Zuerst hört man die sanfte Stimme des Filmregisseurs Werner Herzogs aus dem Off, der unter anderem vor der Gefahr warnt, die von Handyblitzen ausgeht: „Davon kann man erblinden!“ Und dann sieht man auf einer Leinwand in Großaufnahme den deutschen Kino-, Theater- und TV-Superstar Lars Eidinger, völlig nackt in einem weißen Raum liegend, bis ein Kran ihn an den Füßen hochzieht, den schlaff herabhängenden Körper durch den riesigen Raum schwenkt und den Mann kopfüber in einen Bottich mit Yves-Klein-blauer Farbe tunkt, um mit ihm dann minutenlang die weiße Bodenfläche zu streichen. Düstere Orgel- und Celloklänge aus der Avantgarde-Komposition „Shadow“ des Niederländers Ernst Reijseger untermalen bedeutungsschwer die surreale Szene.
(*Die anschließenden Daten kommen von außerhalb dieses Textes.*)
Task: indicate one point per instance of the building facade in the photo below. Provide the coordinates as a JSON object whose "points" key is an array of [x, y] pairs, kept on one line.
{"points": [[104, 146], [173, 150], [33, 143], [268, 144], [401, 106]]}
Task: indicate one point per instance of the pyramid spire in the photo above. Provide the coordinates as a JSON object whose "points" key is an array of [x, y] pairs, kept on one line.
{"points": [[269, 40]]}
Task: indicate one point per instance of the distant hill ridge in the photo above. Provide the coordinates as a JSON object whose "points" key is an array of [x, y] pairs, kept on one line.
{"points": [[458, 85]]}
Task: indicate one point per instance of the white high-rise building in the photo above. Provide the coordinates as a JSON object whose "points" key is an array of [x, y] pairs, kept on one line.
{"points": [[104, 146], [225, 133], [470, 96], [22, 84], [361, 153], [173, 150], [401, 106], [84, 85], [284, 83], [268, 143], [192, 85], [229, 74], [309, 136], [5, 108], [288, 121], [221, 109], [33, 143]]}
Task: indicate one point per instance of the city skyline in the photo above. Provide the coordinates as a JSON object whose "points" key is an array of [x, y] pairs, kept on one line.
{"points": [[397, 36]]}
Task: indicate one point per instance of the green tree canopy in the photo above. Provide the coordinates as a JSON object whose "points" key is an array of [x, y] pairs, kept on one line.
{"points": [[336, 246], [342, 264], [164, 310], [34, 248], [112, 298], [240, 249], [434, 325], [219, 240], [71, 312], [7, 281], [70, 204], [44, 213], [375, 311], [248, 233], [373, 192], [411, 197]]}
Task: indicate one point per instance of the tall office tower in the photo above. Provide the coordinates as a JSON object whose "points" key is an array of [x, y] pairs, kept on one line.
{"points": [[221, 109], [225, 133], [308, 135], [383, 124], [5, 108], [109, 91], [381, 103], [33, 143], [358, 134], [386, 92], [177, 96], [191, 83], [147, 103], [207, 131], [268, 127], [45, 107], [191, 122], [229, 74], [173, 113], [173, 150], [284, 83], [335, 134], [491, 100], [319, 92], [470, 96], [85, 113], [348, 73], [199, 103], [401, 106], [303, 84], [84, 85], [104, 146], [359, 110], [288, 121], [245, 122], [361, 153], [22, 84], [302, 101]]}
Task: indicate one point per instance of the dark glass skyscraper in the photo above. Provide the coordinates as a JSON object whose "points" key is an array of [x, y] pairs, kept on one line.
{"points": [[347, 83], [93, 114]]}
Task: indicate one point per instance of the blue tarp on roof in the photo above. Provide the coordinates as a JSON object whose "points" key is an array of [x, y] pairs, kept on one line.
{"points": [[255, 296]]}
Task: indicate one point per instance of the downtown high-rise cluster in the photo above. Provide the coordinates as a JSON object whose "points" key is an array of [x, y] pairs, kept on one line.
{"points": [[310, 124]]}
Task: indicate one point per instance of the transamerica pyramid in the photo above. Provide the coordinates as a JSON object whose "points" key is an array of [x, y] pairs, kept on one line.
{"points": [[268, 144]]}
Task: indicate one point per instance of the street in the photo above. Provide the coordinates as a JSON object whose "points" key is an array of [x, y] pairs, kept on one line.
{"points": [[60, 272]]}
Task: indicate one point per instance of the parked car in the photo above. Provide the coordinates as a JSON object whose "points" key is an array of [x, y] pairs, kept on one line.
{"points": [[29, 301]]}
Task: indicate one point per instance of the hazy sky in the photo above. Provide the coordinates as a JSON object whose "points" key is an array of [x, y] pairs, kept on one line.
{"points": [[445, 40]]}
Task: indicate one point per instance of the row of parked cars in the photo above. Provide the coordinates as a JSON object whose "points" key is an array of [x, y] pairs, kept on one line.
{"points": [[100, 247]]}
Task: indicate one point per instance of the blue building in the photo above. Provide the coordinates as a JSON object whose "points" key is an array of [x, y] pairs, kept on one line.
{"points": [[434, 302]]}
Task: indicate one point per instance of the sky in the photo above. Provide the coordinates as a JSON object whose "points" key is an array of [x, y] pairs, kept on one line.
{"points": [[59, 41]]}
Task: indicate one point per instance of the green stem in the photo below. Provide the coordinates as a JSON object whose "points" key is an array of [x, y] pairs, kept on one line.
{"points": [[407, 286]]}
Und dann folgt als erste Deichkind-Nummer die Abrechnung mit der eigenen Hedonimus-Vergangenheit: „Ey Leute, aus dem Alter ist man doch mal langsam raus“ rappen sie in „Wir wollen keine Party“ aus dem jüngsten Album „Wer sagt denn das“ und finden: „Party ist jetzt over, weil das echt keiner mehr braucht. Und dieses (rum-rum-rum-rum), das hält doch keiner aus“.
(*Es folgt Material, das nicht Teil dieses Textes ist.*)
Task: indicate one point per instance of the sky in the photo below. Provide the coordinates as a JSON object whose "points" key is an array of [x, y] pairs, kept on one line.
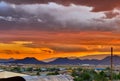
{"points": [[58, 28]]}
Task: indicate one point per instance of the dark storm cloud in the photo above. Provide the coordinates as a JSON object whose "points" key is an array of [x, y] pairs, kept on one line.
{"points": [[55, 17], [104, 5]]}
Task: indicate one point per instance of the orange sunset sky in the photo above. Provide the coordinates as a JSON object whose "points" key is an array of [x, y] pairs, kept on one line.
{"points": [[49, 29]]}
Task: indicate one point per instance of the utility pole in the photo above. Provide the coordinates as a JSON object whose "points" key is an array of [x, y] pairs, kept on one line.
{"points": [[111, 76]]}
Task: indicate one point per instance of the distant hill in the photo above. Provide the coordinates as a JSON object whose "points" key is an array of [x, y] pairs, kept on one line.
{"points": [[105, 61], [99, 57], [28, 60]]}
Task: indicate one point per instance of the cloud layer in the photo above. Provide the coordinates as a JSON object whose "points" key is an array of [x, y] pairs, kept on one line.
{"points": [[56, 17]]}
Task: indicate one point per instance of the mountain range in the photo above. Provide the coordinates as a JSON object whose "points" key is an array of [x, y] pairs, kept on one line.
{"points": [[75, 61]]}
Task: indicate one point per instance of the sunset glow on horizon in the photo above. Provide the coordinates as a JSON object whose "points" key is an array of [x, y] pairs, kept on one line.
{"points": [[52, 29]]}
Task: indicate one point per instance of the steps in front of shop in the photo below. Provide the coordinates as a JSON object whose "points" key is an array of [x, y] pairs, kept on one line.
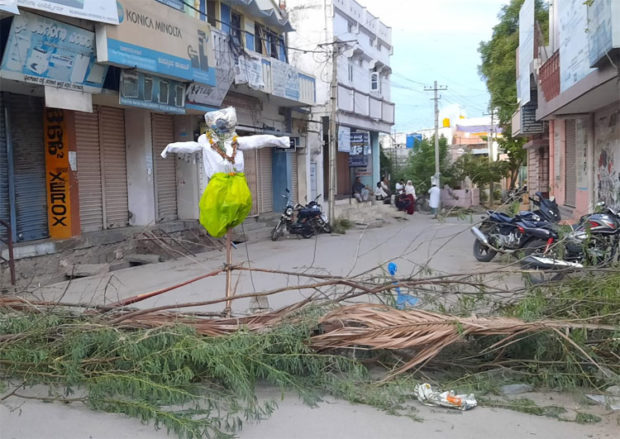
{"points": [[256, 228]]}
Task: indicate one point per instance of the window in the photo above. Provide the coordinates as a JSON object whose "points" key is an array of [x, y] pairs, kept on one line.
{"points": [[375, 82], [235, 28], [211, 13], [273, 45], [259, 38]]}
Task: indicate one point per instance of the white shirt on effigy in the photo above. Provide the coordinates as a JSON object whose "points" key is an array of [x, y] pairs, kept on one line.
{"points": [[213, 162]]}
Danach wummert dieses „rum-rum-rum-rum“ aber dann doch fast zweieinhalb Stunden aus den Boxen und lässt Körper, Trommelfelle und Nasenflügel der Menge erbeben, bis ganz am Ende als Zugabe der absolute Party-Kracher „Remmidemmi (Yippie Yippie Yeah)“ durch die Halle dröhnt und eines der sieben Deichkinder im Gummiplanschbecken über Köpfe und Hände der Massen surft. Ein absolutes Muss in jedem Konzert des norddeutschen Spaß-Kollektivs!
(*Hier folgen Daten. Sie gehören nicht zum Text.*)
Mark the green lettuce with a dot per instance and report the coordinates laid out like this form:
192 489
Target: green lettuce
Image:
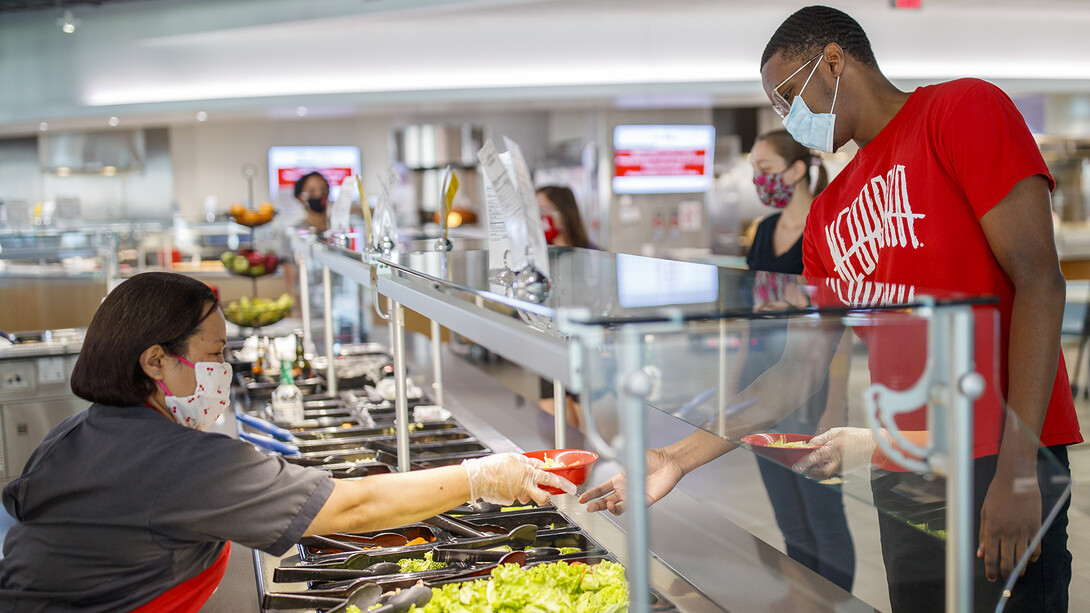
546 588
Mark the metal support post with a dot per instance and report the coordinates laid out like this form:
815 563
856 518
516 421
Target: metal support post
437 361
328 314
634 386
965 385
725 393
401 401
304 299
559 415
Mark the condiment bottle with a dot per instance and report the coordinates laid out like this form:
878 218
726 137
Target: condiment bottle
301 368
287 398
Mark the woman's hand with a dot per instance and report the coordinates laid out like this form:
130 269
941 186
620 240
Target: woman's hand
505 478
843 449
663 475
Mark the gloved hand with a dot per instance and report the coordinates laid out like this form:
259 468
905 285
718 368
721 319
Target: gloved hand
844 449
505 478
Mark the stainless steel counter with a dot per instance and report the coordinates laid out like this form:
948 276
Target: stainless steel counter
35 393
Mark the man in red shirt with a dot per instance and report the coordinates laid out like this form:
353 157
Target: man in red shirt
947 192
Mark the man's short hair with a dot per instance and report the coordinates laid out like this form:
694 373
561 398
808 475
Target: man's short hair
804 34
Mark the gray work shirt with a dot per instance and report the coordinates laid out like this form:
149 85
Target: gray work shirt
118 505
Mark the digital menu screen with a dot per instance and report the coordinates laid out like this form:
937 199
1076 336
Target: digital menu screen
663 159
287 164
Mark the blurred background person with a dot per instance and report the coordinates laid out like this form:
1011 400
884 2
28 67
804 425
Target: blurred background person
788 177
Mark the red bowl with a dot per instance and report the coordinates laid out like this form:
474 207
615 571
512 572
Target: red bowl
577 465
787 456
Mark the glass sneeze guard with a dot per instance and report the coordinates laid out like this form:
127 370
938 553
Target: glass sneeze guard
738 353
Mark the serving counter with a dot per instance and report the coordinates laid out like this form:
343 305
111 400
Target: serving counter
650 341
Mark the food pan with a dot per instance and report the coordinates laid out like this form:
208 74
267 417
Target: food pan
263 389
309 552
427 451
325 433
358 470
546 520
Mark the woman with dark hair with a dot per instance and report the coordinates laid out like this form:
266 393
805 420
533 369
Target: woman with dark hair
564 225
312 190
130 506
788 177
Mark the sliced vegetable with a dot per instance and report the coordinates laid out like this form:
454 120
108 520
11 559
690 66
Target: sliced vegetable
546 588
553 463
782 442
419 564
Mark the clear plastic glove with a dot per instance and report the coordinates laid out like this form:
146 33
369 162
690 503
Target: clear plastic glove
505 478
844 449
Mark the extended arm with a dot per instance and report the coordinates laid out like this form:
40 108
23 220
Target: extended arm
1019 232
768 399
387 501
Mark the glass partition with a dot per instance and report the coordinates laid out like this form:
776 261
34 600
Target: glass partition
901 386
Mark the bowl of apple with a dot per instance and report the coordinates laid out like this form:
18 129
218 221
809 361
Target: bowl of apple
250 263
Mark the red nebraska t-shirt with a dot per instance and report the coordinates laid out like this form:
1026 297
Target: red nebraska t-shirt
906 213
Wirklich müde wirken die Deichkinder nach 23 Jahren Bandgeschichte auch zwischen diesen Nummern nicht. Im Gegenteil: Die minutiös an den insgesamt 30 Stücken entlang durchchoreografierte Show verlangt den Akteuren mächtig was ab. Es wird gehopst, gesprungen und gerannt, es gibt akrobatische Breakdance-Einlagen und ständige Kostümwechsel von rot aufleuchtenden Riesenschädeln über den zur Marke gewordenen LED-Pyramiden bis zu hübsch angemalten Overalls, denen sich immer auch das Bühnenbild anpasst, kurz: Alles ist in permanenter Bewegung inklusive der Kulissen, die in all dem Wahnsinn auch nicht stillhalten mögen.

In „Richtig gutes Zeug“ läuft einer mit einem Rucksack herum, der so groß ist, dass man drin wohnen könnte. Für „Oma gib Handtasche“ hat das Septett sogar noch Verstärkung mitgebracht, eine Gruppe, die im Takt der stampfenden Beats auf kleinen Trampolinen springt. Und zwischendrin taucht Lars Eidinger immer mal wieder als Pappaufsteller auf.

Die kreativen Köpfe der Hamburger Band, Philipp Grüterin, Sebastian „Porky“ Dürre und DJ-Mastermind Henning, halten den Abend in einer perfekten Schwebe, die sich mühelos zwischen Kunst, Satire und absolutem Nonsens bewegt. Live-Musiker brauchen sie nicht.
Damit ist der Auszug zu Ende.